4. Keep the big picture in mind: There are these little moments and particular situations that make us loose our patience. And they are just that – short moments in time compared with our whole life. So, try to bring the bigger picture to mind. This one is tricky, especially because when we are about to lose our cool, we forget everything else. For some people, it becomes pitch dark, as if all lights had been suddenly shut down. Our vision gets narrowed, our focus redirects solely to that restlessness inside. But let us keep a positive mindset, considering also the previous mentioned strategies, and take a moment to pause. Pause to remind yourself that this scenario does not represent your whole life, that you can raise above the impatient side of yours which is ready to break loose. Imagine that your toddler is throwing the fifth tantrum of the day. You are tired, frustrated, and all you want to do is probably scream or cry. Take a step back and recall the bigger picture – in this case, your child is cute and sweet (they were just hugging you 5 minutes ago!), you are a great parent, you can handle it. One tantrum at a time. One impatient moment turned into a patient attitude.

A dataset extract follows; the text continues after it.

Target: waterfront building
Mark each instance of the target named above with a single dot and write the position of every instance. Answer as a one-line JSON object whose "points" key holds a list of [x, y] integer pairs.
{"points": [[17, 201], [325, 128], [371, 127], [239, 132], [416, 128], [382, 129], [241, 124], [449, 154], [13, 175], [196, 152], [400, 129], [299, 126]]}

5. Do a reset: After all the trial and error, you feel that you have failed. You are getting impatient and acting out more than you would want to. You are losing your patience with your spouse, your kid, your mom, your best friend. It is not being your finest day – you come to realize after a brief self-reflection. The worst it could happen is that you go on this self-guilt trip, ending with you going to bed angry at yourself, only to wake up the next day not feeling any better. If you are having a tough day (we all have them!), just do a reset. By this I mean getting yourself back to baseline, a neutral position where you give yourself the chance to start over. Not to win the day in your highest note – we want to take off the pressure of having to overcompensate –, but by cutting yourself some slack while keeping you open to still show your patient side to someone in need that day.


You may have started this reading without a clue about your special patience place. Any clarity on that right now? Is there a picture you can visualize, travel to when in need? If not, take a few minutes during the day or the week to come up with your singular spot. Above all, be kind and patient with yourself. It may sound paradoxical, though you must be patient while developing patience. Once you recognize the power of this virtue, you will surely see yourself, others, and the world through a renewed set of lenses.